# Pandas Basics

> Pandas is a widely-used Python library for data manipulation and analysis, centred around tabular data structures. It offers powerful and flexible data structures, such as `DataFrame`s and `Series`, to enable efficient data wrangling, cleaning, and analysis.

### Key Features of Pandas

Pandas has a wide range of features for viewing and manipulating tabular data:

- **Data Exploration and Analysis**: It provides functions for calculating descriptive statistics, summarising data, and identifying trends or patterns
- **Graphing and Visualization**: It has integrations with libraries like Matplotlib for creating informative plots and charts directly from `DataFrame`s
- **Data Cleaning and Preparation**: Tools for handling missing data, detecting outliers, and preparing datasets for analysis or machine learning models
- **Data Transformation**: Capabilities for reshaping, pivoting, and transforming datasets to suit specific analysis needs
- **File Compatibility and I/O**: Efficiently reads and writes to a variety of file formats, such as CSV, Excel, and SQL databases, facilitating easy data import and export

## Practical Applications

Pandas is used in various applications within data science and related fields:

- **Data Cleaning and Preparation**: It streamlines the process of cleaning raw data, handling missing values, and preparing datasets for analysis
- **Exploratory Data Analysis (EDA)**: Offers tools for deep-diving into datasets, uncovering insights, and informing subsequent analysis or modelling decisions
- **Data Transformation and Aggregation**: Essential for reshaping data, creating summary tables, and performing group-wise operations for data analysis
- **Data Visualisation**: Aids in creating meaningful visual representations of data, crucial for reporting and storytelling in data science

Pandas' functionality is not only robust but also relatively user-friendly, making it a go-to tool for data professionals seeking to perform efficient and effective data analysis.

## Installation

Pandas can be installed directly via `pip` using the `pip install pandas` command. Alternatively you can create a Conda environment and then use `conda install pandas` inside the activated environment.

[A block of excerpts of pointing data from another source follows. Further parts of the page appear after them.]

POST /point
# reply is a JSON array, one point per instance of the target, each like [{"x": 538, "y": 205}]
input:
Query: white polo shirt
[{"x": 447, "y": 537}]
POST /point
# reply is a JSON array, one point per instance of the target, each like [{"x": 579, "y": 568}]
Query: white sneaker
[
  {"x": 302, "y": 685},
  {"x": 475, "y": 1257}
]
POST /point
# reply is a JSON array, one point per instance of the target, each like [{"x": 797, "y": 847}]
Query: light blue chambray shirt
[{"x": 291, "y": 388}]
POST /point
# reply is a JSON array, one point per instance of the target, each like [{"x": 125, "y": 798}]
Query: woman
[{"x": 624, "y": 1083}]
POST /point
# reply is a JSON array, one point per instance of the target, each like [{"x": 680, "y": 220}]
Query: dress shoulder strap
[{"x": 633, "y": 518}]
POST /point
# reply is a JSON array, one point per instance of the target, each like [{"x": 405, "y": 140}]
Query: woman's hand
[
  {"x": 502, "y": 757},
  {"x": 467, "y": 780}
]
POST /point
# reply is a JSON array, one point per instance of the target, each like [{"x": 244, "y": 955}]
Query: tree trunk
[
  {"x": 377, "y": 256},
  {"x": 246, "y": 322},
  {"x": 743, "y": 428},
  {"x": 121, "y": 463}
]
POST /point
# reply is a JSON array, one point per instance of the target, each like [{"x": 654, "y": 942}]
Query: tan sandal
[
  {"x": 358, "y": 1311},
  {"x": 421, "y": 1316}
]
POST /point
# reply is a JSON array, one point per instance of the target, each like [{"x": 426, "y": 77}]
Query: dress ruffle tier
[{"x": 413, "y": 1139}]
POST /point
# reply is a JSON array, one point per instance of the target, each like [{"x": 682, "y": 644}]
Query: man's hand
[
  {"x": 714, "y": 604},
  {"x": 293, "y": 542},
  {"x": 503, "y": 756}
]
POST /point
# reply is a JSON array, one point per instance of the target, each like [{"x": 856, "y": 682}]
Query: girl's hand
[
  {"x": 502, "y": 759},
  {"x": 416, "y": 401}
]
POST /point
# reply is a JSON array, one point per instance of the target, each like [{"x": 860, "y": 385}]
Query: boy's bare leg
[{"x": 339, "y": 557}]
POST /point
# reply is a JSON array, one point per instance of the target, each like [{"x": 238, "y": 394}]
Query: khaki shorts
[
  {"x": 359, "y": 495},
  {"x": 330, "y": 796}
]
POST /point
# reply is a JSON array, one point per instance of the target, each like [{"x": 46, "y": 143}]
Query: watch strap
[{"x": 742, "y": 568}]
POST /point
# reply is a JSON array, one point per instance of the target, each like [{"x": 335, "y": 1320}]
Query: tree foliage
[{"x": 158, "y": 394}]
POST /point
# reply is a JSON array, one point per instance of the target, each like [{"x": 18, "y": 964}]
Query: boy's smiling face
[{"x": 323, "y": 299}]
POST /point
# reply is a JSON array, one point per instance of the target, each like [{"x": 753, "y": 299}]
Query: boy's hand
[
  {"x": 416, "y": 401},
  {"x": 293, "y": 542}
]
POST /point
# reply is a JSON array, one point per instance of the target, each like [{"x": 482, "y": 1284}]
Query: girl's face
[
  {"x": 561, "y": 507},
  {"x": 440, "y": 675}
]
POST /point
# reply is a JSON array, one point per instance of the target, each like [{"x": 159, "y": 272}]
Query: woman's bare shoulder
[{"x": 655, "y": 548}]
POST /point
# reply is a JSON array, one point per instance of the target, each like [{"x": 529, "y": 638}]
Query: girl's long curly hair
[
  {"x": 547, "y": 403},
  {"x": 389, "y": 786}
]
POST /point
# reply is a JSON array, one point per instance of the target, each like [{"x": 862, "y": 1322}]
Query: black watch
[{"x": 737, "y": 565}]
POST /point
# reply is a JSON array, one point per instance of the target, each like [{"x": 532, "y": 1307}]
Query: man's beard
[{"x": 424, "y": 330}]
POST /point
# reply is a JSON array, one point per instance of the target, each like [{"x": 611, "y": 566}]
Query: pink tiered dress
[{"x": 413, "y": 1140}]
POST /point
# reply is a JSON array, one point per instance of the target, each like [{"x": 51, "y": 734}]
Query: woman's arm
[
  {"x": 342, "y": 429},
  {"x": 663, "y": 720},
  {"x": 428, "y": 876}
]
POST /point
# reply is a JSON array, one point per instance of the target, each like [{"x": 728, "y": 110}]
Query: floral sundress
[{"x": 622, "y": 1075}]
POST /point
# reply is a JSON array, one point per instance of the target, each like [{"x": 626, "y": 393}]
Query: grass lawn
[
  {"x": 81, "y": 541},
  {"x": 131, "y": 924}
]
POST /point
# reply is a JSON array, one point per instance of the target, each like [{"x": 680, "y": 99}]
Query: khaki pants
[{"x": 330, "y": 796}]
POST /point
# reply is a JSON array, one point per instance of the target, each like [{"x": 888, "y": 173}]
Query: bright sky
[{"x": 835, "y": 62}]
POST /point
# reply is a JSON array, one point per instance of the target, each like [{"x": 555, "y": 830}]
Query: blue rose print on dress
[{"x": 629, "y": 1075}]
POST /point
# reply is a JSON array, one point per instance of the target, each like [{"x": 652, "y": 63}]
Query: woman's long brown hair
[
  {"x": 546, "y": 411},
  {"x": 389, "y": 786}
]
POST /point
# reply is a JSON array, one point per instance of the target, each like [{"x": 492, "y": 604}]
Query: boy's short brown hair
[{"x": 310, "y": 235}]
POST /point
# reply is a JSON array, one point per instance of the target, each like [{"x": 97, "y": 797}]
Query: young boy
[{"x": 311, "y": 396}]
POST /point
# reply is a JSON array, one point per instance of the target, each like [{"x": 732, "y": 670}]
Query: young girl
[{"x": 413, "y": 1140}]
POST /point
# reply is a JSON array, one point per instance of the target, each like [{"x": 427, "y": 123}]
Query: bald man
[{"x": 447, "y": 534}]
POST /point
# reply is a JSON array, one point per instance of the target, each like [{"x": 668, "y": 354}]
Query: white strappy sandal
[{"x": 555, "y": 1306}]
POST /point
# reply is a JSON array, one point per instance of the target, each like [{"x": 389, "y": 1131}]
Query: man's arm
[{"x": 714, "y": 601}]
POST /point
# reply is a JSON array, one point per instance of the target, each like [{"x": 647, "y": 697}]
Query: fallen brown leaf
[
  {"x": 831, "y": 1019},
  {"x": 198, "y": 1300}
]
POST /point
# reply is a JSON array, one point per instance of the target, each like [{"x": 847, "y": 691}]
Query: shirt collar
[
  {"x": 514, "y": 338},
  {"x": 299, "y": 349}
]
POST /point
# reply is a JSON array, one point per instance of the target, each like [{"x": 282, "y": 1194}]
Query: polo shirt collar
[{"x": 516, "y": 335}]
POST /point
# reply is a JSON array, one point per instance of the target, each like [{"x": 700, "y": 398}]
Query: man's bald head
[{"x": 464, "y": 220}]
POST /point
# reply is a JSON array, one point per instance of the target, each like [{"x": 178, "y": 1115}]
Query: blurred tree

You can check that Pandas is installed correctly using the following command in your CLI:

`python -c "import pandas as pd; print(pd.__version__)"`

This should return the version of Pandas that you have installed.

## Creating Your First Pandas Project

For most operations, Pandas is best used inside a Jupyter Notebook. Notebooks allow you to run individual code blocks separately, and render Pandas outputs in a more human-readable format.

1. Create a new notebook by typing `touch pandas_demo.ipynb` in the CLI
2. Inside the notebook, write `import pandas as pd`. Pandas is typically imported using the `pd` alias for the sake of brevity.



## Pandas Data Structures

> Pandas introduces two primary data structures: `Series` and `DataFrame`. A `Series` is a one-dimensional array-like object, akin to a column in a spreadsheet, while a `DataFrame` is a two-dimensional table with rows and columns, similar to a whole spreadsheet. Both are built on top of `array` objects from the NumPy library, which are multidimensional arrays intended for numerical data. Pandas extends their capabilities with more functionality and a focus on using a wider variety of data types. Pandas `Series` objects are ideal for single-dimensional data representation, whereas `DataFrames` are more suited for complex, multi-dimensional data analysis.  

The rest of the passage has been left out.